Enabling all origins in CORS enables your site to:
Support MyST cross-references (e.g., xref links, see docs) from other sites that use your website as a citation source.
Enable content embedding, linking, or automated metadata access (e.g., for previews or API consumers) without authentication or same-origin constraints.
For an example of what it looks like to update CORS settings, see this GitHub PR updating CORS settings for Netlify.
What is CORS and why is it needed?¶
CORS is a browser security feature that restricts how resources on a web page can be requested from another domain outside the one that served the web page.

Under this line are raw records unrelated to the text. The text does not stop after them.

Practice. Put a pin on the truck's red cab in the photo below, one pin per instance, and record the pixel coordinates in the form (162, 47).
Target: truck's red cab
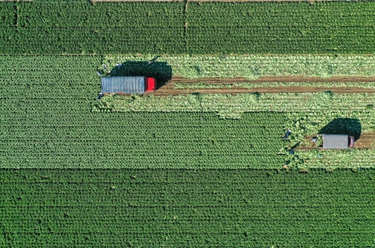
(150, 84)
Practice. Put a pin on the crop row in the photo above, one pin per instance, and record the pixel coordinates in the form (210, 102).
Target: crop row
(241, 208)
(204, 85)
(248, 66)
(201, 28)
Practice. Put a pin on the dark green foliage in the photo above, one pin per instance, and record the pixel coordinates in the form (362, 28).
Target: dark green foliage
(47, 123)
(187, 208)
(164, 28)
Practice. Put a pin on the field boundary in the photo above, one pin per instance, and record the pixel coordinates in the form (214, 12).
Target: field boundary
(200, 1)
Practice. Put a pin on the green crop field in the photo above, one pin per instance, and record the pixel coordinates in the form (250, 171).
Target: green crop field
(197, 28)
(186, 208)
(49, 125)
(195, 170)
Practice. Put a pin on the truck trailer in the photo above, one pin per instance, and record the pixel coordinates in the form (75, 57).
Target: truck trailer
(337, 141)
(128, 84)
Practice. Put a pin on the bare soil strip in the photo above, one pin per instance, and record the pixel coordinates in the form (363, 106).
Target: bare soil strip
(169, 88)
(365, 141)
(273, 79)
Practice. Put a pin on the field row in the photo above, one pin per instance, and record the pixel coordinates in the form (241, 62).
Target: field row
(245, 66)
(201, 28)
(204, 85)
(173, 208)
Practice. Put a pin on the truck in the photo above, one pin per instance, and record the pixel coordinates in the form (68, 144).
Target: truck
(127, 84)
(337, 141)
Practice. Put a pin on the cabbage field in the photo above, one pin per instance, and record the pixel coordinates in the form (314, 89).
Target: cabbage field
(189, 170)
(72, 27)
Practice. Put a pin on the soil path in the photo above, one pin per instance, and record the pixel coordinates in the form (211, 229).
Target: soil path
(169, 88)
(366, 140)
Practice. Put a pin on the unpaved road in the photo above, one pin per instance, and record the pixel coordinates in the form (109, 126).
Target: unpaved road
(169, 88)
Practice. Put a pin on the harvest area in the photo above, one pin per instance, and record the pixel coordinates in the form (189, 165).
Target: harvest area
(219, 154)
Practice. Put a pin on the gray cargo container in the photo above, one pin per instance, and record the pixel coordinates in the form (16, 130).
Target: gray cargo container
(125, 84)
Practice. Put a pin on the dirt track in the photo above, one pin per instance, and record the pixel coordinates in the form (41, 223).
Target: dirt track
(366, 140)
(169, 88)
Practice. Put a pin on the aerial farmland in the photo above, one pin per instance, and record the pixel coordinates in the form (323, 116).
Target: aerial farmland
(227, 149)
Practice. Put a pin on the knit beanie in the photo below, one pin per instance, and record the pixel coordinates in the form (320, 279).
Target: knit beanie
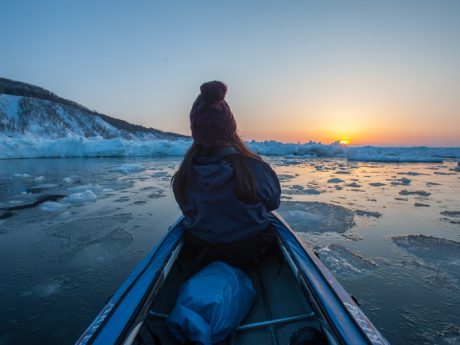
(211, 120)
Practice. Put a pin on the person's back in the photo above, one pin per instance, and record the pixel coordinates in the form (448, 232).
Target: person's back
(224, 190)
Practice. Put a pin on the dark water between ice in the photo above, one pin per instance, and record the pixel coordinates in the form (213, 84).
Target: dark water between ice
(389, 232)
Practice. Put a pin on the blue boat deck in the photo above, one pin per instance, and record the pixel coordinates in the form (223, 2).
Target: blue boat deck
(279, 297)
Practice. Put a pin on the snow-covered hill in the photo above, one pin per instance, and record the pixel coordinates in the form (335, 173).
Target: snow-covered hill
(30, 111)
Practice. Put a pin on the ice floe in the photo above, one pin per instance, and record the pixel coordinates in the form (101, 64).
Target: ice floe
(402, 181)
(416, 192)
(32, 146)
(317, 217)
(451, 216)
(335, 180)
(128, 168)
(440, 252)
(82, 197)
(363, 213)
(345, 263)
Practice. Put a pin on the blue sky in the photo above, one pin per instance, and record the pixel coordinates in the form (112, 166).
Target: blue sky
(375, 72)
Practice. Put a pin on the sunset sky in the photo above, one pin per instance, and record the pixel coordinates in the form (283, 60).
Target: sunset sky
(372, 72)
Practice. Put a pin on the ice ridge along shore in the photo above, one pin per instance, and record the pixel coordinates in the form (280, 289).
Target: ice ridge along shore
(33, 146)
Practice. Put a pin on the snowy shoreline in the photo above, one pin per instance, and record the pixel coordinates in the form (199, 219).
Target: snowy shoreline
(31, 146)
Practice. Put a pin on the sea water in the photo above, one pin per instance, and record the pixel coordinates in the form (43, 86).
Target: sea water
(71, 230)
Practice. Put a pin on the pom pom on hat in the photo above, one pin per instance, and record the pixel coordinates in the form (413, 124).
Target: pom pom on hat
(211, 119)
(213, 91)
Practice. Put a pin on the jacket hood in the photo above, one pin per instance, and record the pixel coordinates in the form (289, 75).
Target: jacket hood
(213, 171)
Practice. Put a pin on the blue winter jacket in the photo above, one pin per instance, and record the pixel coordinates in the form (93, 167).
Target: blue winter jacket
(212, 210)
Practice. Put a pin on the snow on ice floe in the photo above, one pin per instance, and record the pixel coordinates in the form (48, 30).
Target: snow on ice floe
(335, 180)
(32, 146)
(82, 197)
(50, 287)
(451, 216)
(416, 192)
(316, 216)
(68, 180)
(401, 154)
(401, 182)
(364, 213)
(377, 184)
(442, 254)
(52, 206)
(128, 168)
(301, 190)
(92, 240)
(344, 263)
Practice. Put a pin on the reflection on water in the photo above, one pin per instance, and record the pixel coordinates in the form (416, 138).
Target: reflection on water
(71, 230)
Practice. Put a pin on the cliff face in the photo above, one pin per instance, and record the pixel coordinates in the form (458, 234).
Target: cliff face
(30, 110)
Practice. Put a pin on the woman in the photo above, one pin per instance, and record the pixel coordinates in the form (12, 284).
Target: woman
(224, 190)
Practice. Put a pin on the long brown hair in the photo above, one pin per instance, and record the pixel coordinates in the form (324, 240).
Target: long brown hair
(245, 181)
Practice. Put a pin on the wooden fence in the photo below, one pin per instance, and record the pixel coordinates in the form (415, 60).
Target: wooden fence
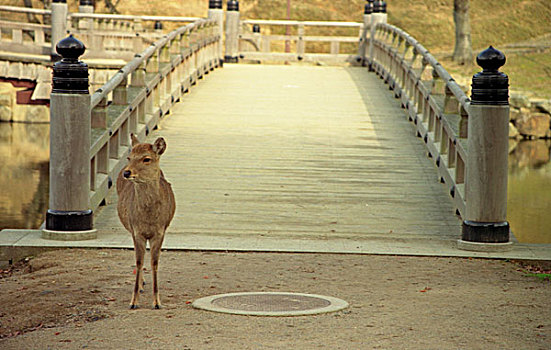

For example, JavaScript running on external-site.org cannot fetch metadata or assets from https://
By setting CORS headers to allow all origins (*), you make it possible for external tools and sites to:
Reference your content directly via structured and stable links.
Preview or embed sections of your site from another page (with attribution).
Use it in federated, cross-site knowledge systems (like MyST Markdown references in external books or educational hubs).
If your MyST site is public and does not require authentication, allowing all origins does not pose a security risk.